If you’re on DragonFly 3.7, you will need to build world before building the kernel again if you are updating to some point in the last 24 hours. Sascha Wildner points out the related commit.
Poudriere is the tool for building all of ports/dports, and Michael W. Lucas has written up his experience using it to build a custom ports set. He’s doing on FreeBSD, but if you ignore the geom-specific parts, it should generally apply to DragonFly.
DragonFly has moved from the old USB stack to USB4BSD by default. That means:
- If you are already using USB4BSD, you will want to remove WANT_USB4BSD from your kernel config.
- If you have trouble, switch back to the old USB.
- There’s some drivers that are not yet converted; help with them would be appreciated.
- A full kernel/world build and ‘make upgrade’ will be needed in either case.
Sascha Wildner’s announcement email has all the gory details, including the kernel config changes to move back to the old USB setup. This is of course in master; 3.6 users are unaffected.
Hammer’s ability to stream to remote disks is great, but what if you have storage that uses some other file system? Antonio Huete Jimenez put together a shell script that will dump out the contents of a Hammer PFS, for upload to whatever. Read the README for the details.
If you are upgrading packages on your DragonFly 3.6 system, and you have docbook installed, there’s an extra step needed because of the moving around of several docbook packages. If you don’t have docbook installed – nothing to see here.
I followed up with Google on why DragonFly isn’t in Summer of Code this year. It is exactly as I suspected: they want to get new organizations in. DragonFly’s been doing it for 6 years, so they are picking new orgs over returning ones. This is apparently the same reason NetBSD isn’t in this year, either.

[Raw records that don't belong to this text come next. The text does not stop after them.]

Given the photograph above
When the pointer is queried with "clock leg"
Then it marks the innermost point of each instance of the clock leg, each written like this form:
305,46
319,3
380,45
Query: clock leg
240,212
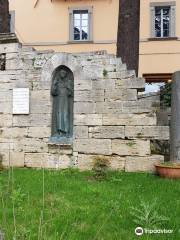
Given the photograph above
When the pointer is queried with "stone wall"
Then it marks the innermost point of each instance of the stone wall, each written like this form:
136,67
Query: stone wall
109,118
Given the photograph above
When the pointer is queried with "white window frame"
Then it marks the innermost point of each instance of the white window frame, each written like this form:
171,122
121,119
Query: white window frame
71,23
172,20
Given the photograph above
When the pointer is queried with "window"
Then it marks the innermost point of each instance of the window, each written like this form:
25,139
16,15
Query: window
163,20
162,17
80,24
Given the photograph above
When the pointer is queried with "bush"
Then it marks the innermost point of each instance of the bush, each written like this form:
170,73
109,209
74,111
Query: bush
100,167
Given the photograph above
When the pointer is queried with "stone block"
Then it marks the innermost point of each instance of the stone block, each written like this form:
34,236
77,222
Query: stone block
132,83
13,132
131,147
82,85
107,132
93,146
129,119
108,107
80,132
21,120
41,95
121,95
38,132
84,107
142,164
59,149
10,48
88,119
85,162
139,106
155,132
35,160
103,84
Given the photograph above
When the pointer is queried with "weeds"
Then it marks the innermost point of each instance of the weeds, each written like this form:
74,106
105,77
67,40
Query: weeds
146,215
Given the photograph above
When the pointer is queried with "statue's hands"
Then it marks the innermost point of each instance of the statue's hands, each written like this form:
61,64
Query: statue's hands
54,90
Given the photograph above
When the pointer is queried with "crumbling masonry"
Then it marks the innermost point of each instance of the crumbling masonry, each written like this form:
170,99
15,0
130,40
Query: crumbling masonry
109,119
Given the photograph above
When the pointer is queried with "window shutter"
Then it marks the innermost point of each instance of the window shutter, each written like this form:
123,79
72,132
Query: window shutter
71,31
152,22
90,24
173,21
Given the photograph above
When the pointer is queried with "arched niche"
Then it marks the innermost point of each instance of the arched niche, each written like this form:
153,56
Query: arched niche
62,93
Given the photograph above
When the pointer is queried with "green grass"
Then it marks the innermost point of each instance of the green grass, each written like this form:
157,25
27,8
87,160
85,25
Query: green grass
71,205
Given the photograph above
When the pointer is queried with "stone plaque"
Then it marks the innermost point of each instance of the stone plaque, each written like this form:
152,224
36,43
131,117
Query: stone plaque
21,101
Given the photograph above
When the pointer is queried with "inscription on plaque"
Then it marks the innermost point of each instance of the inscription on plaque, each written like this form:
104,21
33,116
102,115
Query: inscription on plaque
21,101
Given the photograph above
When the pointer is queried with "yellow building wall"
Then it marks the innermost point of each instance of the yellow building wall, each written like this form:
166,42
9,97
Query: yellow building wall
158,56
47,27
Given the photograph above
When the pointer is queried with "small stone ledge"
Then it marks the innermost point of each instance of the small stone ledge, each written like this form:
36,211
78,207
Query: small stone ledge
60,142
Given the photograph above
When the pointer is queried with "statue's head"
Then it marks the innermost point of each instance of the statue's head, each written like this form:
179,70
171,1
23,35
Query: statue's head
62,73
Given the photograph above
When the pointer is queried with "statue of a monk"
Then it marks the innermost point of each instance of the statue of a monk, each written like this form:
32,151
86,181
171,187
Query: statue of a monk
62,92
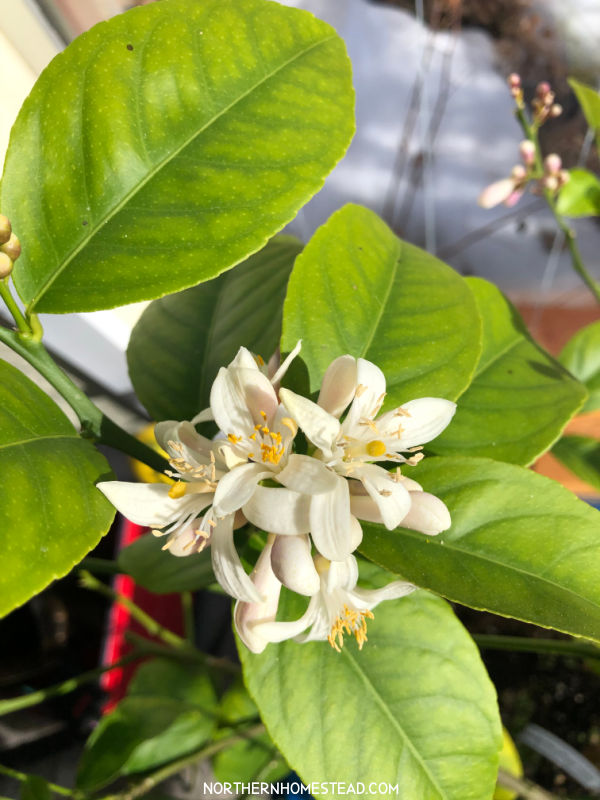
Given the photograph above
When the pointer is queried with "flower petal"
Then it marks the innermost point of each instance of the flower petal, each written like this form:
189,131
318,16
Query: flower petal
149,503
293,565
425,419
331,523
339,385
237,486
278,510
227,566
370,393
391,497
428,514
307,475
319,426
249,616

(Honestly, I can use the break.)
Sascha Wildner has updated arcmsr(4), which brings in support for the Areca ARC1214, ARC1224, ARC1264, ARC1284, and ARC1883 models, from FreeBSD. Please test if you have the appropriate hardware.
bugs.dragonflybsd.org, the bug reporting site for DragonFly, uses Redmine. It’s been updated and now can take OpenID for your login.
If you’re using the i915 driver for xorg, and xorg dies with a “No monitor specified for screen” error, there’s a config change to fix that, or you can just update.